Still another circuit, both more versatile and more complicated, is shown in Figure 7, below. In this circuit a charge pump circuit converts the high voltage positive supply voltage into a negative low voltage reference voltage suitable for establishing a +24 volt offset at the output of the power amplifier.
The amplifier in Figure 7 is a PAD117 from Power Amp Design and is a RRIO design. The non-inverting input can be grounded and not violate the input common mode range of the amplifier. The gain of the amplifier stage is easily varied as is the output offset voltage by adjusting RF, RIN and RO. For maximum output offset stability D1 is a reference integrated circuit that acts like a zener diode, a National LM4040DIM3-5.0, for example. The charge pump voltage inverter circuit is constructed using a Microchip TC7660 integrated circuit. The TC7660 requires two external capacitors (not shown) to make the voltage conversion.
Traditionally op amps have only two power terminals. Since one power terminal is grounded for single supply applications some sort of input biasing scheme must be used to satisfy the input common mode voltage requirements
of the op amp.
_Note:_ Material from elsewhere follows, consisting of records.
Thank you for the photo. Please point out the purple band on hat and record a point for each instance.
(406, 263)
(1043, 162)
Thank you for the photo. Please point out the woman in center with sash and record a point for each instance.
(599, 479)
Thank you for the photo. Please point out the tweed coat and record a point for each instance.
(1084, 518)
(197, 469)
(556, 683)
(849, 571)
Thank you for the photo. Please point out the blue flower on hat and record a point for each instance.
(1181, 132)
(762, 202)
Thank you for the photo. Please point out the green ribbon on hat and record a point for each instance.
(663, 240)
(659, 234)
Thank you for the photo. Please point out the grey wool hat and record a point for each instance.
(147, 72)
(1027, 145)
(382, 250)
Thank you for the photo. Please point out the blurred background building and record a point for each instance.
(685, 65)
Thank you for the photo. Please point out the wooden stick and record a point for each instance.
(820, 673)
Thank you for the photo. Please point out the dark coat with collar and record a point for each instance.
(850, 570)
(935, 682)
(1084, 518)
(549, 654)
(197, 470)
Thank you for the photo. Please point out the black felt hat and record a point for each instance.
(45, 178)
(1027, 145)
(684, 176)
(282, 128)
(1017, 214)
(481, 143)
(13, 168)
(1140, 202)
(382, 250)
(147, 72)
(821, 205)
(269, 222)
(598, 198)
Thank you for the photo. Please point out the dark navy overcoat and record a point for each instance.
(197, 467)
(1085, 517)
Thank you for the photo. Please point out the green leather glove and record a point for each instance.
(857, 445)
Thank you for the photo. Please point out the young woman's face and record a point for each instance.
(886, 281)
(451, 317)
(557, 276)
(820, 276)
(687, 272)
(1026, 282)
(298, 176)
While it is possible to overcome this problem with an input stage design that has a common mode voltage range that includes the negative supply voltage this type of design is rare for power op amps. Overall it is more beneficial for a power op amp to have four power terminals where the small signal stages of the power op amp and the output stage are powered separately so that the input stages of the op amp can take advantage of the low voltage power supplies that may already be available in the system. It is also more beneficial to use power op amps that are of a RRIO design since this design is easier to bias in single supply applications and provides a more efficient use of the power supply voltages available since the output of the RRIO design swings much closer to the supply voltages than any other power op amp designs. To date Power Amp Design is the only manufacturer with RRIO power op amp designs available.